With those settings, the people from xxx.onmicrosoft.com can properly authenticate and access the app.
However, when I use my personal live.com account (with username xxx#gmail.com) to access the app, I get AADSTS50020 error. I am able to properly authenticate with my xxx#gmail.com account, but I do not get redirected to the Reply URL. I'm stuck on Microsoft's Web page with the following error msg:
AADSTS50020: User account 'xxx#gmail.com' from identity provider
'live.com' does not exist in tenant 'xxx.onmicrosoft.com' and cannot
access the application '391e7103-ZZZZ-zz87-xxxx-7xxxxxd5xxxx' in that
tenant. The account needs to be added as an external user in the
tenant first. Sign out and sign in again with a different Azure Active
Directory user account.
What configuration do I need to change if I want people from any identity provider to be able to access my app ?
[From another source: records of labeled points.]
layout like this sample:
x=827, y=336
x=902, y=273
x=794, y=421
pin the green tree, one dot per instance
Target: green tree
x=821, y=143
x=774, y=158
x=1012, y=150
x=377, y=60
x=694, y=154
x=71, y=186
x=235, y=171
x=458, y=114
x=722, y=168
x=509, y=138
Like it has been stated here, I expected that people from anywhere could access my app without requiring more configuration on my side.
I'm asking this question because I'm in the process of getting certified for AppSource and this currently blocks me from being able to do so.
AppSource only requires work accounts to sign-in. You are using an #gmail account - which is a personal account - and because you are using the Azure Active Directory v1 endpoint in addition to common (https://login.microsoftonline.com/common), it can't accept personal accounts to sign-in directly - only work accounts.
You have three options:
If sign-in personal accounts is not a requirement for your application, then you can continue using the v1 endpoint and use a work account to sign-in/test your application. This will make you ready for AppSource certification.
If you need/ want to allow personal accounts in your application in addition to work accounts, then you can consider using the v2 endpoint (https://login.microsoftonline.com/common/v2.0) for Azure Active Directory. The v2 endpoint allow both personal accounts and work accounts to sign-in with no effort.A note is the v2 endpoint has some limitations: if you can live with these limitations (for example, your application only needs to sign-in users and eventually make queries against Graph API), then in general it should be fine to use, but if you need extra features like protecting your own Web API with scopes, then this feature is not released at this point (as November 2017). Please read this document for an updated list of limitations of the v2 endpoint.
A third (but less recommended option for AppSource) is to keep using the v1 endpoint and make your application to be single tenant - which is to change the endpoint from https://login.microsoftonline.com/common to https://login.microsoftonline.com/{yourtenantid}, and then use B2B invitations API to invite every external users (including work and personal accounts) to be part of your Azure AD tenant/organization. More information about B2B here as well.
The option '3' above have some consequences for management as well for AppSource: by using this option, you are required to have one Azure Active Directory tenant (if you don't have a tenant already, you can get one using these instructions), and the users being invited will be guests accounts of this tenant - this mean that you need to invite every external user to your application/ tenant. A multi-tenant application allows any user from any organization to sign-in to your application with less management on your side. In general for SaaS applications, multi-tenant configuration is recommended.
For AppSource, also the option '3' leads to a less-immersive user experience (Partner led trial), where the end user won't be able to access your application's demo right away - mainly because that they have to wait for the invitation's email and accept it (user has to accept being guest of your tenant) so that they can access your application.